MARK Wednesday January 27 in your diary now - it could prove to be the biggest day in technology during the whole of 2010. And the year hasn't really even begun.
At 6pm British time, 10am US time in San Francisco, Apple boss Steve Jobs will take to the stage of the Yerba Buena Center for the Arts to fire the starting gun on what everyone believes will be a new generation of portable computers.
After leading the way with the iPod and iPhone, Apple are certainly in pole position to change the way we use media on the move and its so-called iSlate - that's the rumoured name - should do just that.
So what's all the fuss about? Well, slates are pretty much like the tablet computers already on sale in the UK, except they don't have a keyboard attached. It will simply consist of the large touchscreen panel, probably around 10 inches in size.
At the recent Consumer Electronics Show in Las Vegas, Microsoft boss Steve Ballmer hinted at this change in computer styles by showing off an HP slate device, while other manufacturers at the Las Vegas event revealed their versions.
Dell had an exciting concept, a five inch slate which was running on the Android platform allowing you to watch movies, play music, do work and mess around with thousands of apps. It was a little bit like the company's own version of the iPod touch, just a bit bigger and far more powerful.

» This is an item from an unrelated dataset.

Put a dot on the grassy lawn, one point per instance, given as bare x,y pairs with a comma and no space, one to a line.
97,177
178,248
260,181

But the kind of slate device Apple could be set to launch will define the standard for others to follow.
Sitting alongside netbooks, slates will offer a different type of experience, based far more around multimedia fun than work. Although, you'll still be able to check emails on it, edit documents with the touchscreen keyboard and plan your diary.
Connected by Wi-Fi, with many sporting an embedded SIM card too for an always-on 3G connection, this next-generation of devices will run mobile-style operating systems such as Android, perhaps a more powerful iPhone OS or maybe even Google's new Chrome OS currently in development.
Microsoft has also been thought to be working on a device called the Courier, a dual-screen slate that folds up like a book with two seven inch displays.
So what would we use them for? Well, applications would be key. Apple has already passed THREE BILLION downloads with its apps so imagine how having a larger screen could make such a real difference to what the development community could think up. Especially with games, that's sure to become a huge talking point when slates finally do arrive.
Movies and music would of course be included, streaming content from the likes of YouTube to its high-definition screen over Wi-Fi or 3G. They'd also double as an eBook reader, with a proper colour screen to show off pictures from newspapers, magazines and books, blowing Amazon's grey Kindle out of the water.
With a Bluetooth headset you could use them to make calls via Skype or send and receive text messages while mobile TV could finally get a boost, even if it's just watching BBC iPlayer on the move.
There could be plenty of uses for businessmen and women too, as well as students, with voice controls allowing you to dictate rather than type, which would make the absence of the keyboard not such a big deal.
It's unlikely they'd kill off netbooks though, so many companies have put so much effort into those, they'll be around for a long while.
But slates will be far more about communication via social networks, using applications to keep us up-to-date, in touch with what our friends are doing and connected to the world happening in real time around us.
You won't be able to fit a 10 inch slate into your pocket, that's for sure, but it would certainly be more use on the train than your mobile if you wanted to sit back and watch the latest blockbuster you've downloaded.
The truth is, slates are still so new, that no-one really knows what they will be for. Apple might be able to fill in a few of the knowledge gaps next week.
They do sound extremely exciting though, and we'll be sure to bring you all the latest news of them in the coming months.